Gal Gadot is about as perfect a casting choice as there is ever likely to be. Throwing off a brief cameo in Batman vs Superman, here she shows exactly what she can do and you can't help but feel what her Amazonian Princess is feeling as she confronts a world that shatters her naivete at every opportunity. She is that good.

In support, we have fine performances from Danny Huston, David Thewlis, Lucy Davis and Elena Anaya (who I haven't seen since Van Helsing). But my favourites were Connie Nielsen and Robin Wright, as Diana's Mother and Aunt respectively, for the growing-up/training montages.

Yet the time on Themiscyra, before Diana's journey to battle Ares, is also where the movie lets itself down. It's not the acting, no it's the writing that suggests that a voyage of self-discovery is a much better idea than being told a few facts of life. Facts that could determine her very own life or death and subsequently that of the entire human race.
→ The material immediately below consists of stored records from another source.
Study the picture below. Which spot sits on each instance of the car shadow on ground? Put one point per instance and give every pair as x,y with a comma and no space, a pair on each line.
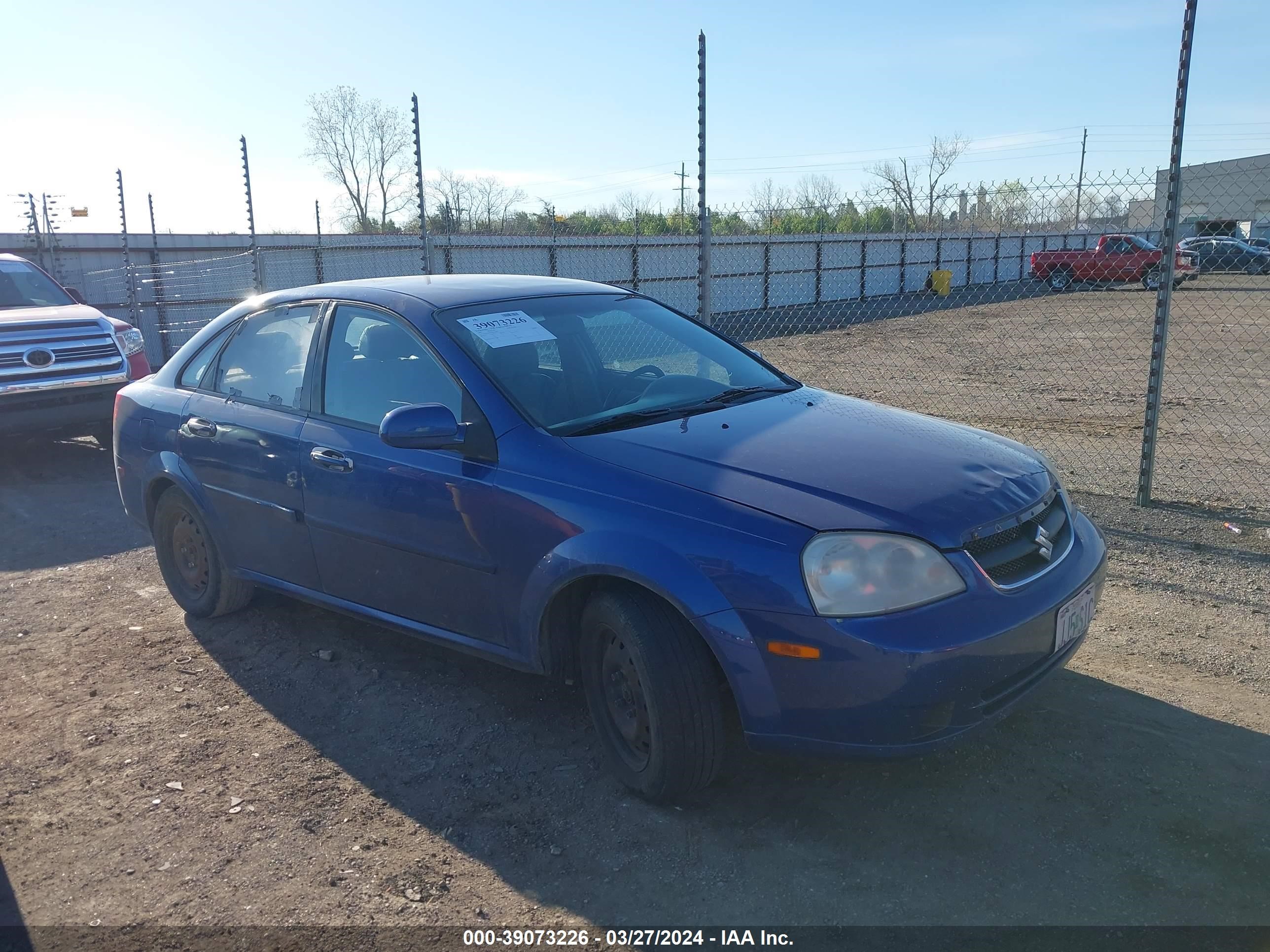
45,523
13,932
1092,804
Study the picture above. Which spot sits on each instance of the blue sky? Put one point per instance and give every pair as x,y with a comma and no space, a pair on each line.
576,102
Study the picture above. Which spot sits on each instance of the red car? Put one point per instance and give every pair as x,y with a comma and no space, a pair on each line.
1117,258
61,362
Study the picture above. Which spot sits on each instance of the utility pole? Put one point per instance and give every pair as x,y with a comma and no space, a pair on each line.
682,190
1080,181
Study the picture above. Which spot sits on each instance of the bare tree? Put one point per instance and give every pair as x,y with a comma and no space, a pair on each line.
361,145
632,204
817,192
491,200
454,196
766,196
915,186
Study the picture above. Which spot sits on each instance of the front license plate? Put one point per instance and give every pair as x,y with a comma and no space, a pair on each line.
1074,618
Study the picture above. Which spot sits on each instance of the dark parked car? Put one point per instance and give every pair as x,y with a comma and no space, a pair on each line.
1223,254
61,362
572,479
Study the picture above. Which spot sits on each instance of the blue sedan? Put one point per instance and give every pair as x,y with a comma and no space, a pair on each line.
572,479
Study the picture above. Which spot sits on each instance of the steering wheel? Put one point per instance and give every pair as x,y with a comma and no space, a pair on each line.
648,369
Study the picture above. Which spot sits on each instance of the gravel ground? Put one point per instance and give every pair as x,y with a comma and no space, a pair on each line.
399,783
1067,374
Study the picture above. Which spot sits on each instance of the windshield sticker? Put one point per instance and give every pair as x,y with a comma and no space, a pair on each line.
507,328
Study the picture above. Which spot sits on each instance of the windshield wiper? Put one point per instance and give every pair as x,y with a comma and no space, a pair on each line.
633,418
735,394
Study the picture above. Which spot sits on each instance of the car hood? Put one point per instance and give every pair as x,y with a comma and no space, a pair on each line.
835,462
60,312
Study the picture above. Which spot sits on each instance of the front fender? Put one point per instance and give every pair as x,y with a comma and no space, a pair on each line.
624,555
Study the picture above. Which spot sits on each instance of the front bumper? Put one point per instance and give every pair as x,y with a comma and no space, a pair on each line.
58,409
906,682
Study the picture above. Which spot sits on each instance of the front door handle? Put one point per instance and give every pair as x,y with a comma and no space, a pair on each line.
331,460
199,427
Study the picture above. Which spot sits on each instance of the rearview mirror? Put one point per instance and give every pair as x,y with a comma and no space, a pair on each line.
421,427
Superman's family were not so much dead as erased so he had to rely on holographic images and a huge library to find out what he was capable of, Batman's dead parents were no help either but he did have the trusty Alfred to help explain. Diana on the other hand could be given every opportunity to prepare but is seemingly, deliberately, not told the truth to protect her from the impending destiny that she tells her mother she is going to face anyway.

Apart from this relatively small gripe I enjoyed the movie. I liked the touches of comedy, the costumes, the fish-out-of-water, and Chris Pines opposite of whatever a damsel in distress is....and yet he wasn't. At no point did this movie make out that men were inferior. You could argue that next to a woman made of clay and imbued with life by Zeus that most people would appear tame by comparison but instead Pine is a constant reminder of teamwork between the sexes.
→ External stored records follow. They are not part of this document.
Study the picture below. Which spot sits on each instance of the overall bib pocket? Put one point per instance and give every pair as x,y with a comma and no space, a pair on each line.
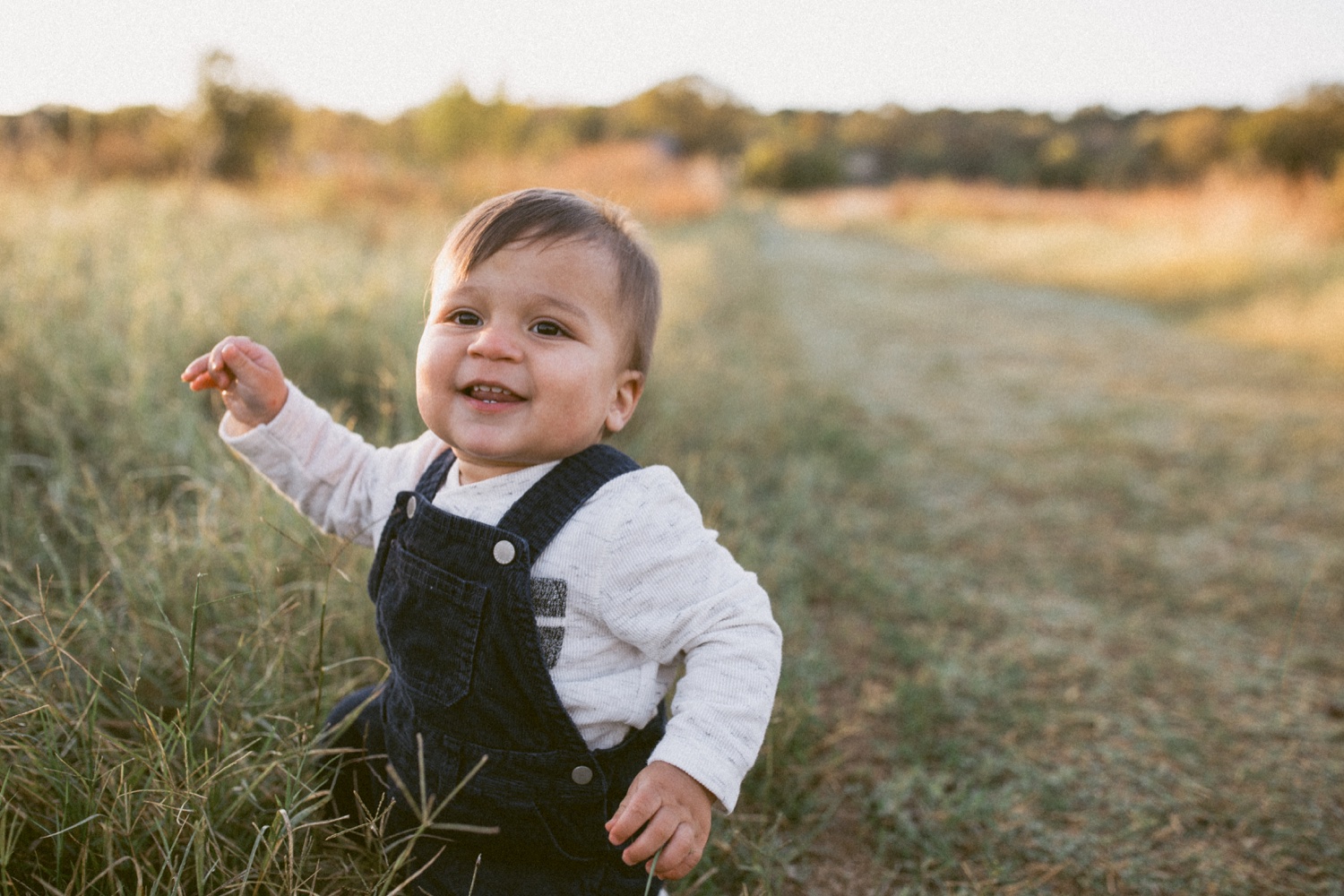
429,621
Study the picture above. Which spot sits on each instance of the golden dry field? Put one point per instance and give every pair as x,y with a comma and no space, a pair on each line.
1059,564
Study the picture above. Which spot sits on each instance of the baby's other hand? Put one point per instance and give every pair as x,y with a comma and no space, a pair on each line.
674,809
247,378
It is still a dark movie so is in keeping with Man of Steel and Batman vs Superman, but it appears to be a huge improvement on those two movies and provides hope that the Justice League, Aquaman and Flash movies have potential to impress rather than shake your head while looking forward to the next Marvel movie. And with that we must now wait to see who is the supreme heroine when Brie Larson's Captain Marvel reaches the screens in 2019...could it be win/win for Marvel and DC?